ABRAHAM DEMOIVRE (1667-1754), English mathematician of French extraction, was born at Vitry, in Champagne, on the 26th of May 1667. He belonged to a French Protestant family, and was compelled to take refuge in England at the revocation of the edict of Nantes, in 1685. Having laid the foundation of his mathematical studies in France, he prosecuted them further in London, where he read public lectures on natural philosophy for his support. The Principia mathematica of Sir Isaac Newton, which chance threw in his way, caused him to prosecute his studies with vigour, and he soon became distinguished among first-rate mathematicians. He was among the intimate personal friends of Newton, and his eminence and abilities secured his admission into the Royal Society of London in 1697, and afterwards into the Academies of Berlin and Paris. His merit was so well known and acknowledged by the Royal Society that they judged him a fit person to decide the famous contest between Newton and G. W. Leibnitz (see Infinitesimal Calculus). The life of Demoivre was quiet and uneventful. His old age was spent in obscure poverty, his friends and associates having nearly all passed away before him. He died at London, on the 2 7th of November 1754.

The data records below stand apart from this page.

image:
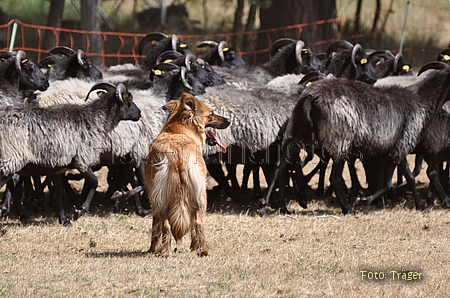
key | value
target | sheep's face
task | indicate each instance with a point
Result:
(129, 109)
(31, 77)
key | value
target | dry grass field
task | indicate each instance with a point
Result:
(314, 252)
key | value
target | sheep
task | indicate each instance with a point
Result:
(351, 61)
(63, 62)
(18, 75)
(129, 141)
(349, 117)
(164, 43)
(221, 54)
(39, 141)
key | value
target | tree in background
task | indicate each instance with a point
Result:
(90, 21)
(292, 12)
(54, 19)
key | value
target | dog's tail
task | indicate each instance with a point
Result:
(180, 191)
(192, 199)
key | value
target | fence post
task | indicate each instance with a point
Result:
(13, 36)
(402, 39)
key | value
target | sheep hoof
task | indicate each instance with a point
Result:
(142, 212)
(303, 204)
(79, 213)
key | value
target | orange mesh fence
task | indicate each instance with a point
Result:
(253, 46)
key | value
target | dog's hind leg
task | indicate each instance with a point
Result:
(198, 239)
(156, 245)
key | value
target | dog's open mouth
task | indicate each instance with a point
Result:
(212, 140)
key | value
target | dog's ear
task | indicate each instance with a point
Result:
(171, 106)
(188, 101)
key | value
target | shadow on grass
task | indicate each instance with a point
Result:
(117, 254)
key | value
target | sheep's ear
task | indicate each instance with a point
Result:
(188, 101)
(171, 106)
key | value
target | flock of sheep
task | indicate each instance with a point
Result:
(344, 105)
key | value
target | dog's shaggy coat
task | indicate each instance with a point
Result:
(176, 175)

The Philosophical Transactions contain several of his papers. He also published some excellent works, such as Miscellanea analytica de seriebus et quadraturis (1730), in 4to. This contained some elegant and valuable improvements on then existing methods, which have themselves, however, long been superseded. But he has been more generally known by his Doctrine of Chances, or Method of Calculating the Probabilities of Events at Play. This work was first printed in 1618, in 4to, and dedicated to Sir Isaac Newton. It was reprinted in 1738, with great alterations and improvements; and a third edition was afterwards published with additions in 1756. He also published a Treatise on Annuities (1725), which has passed through several revised and corrected editions.
See C. Hutton, Mathematical and Philosophical Dictionary (1815). For Demoivre's Theorem see Trigonometry: Analytical.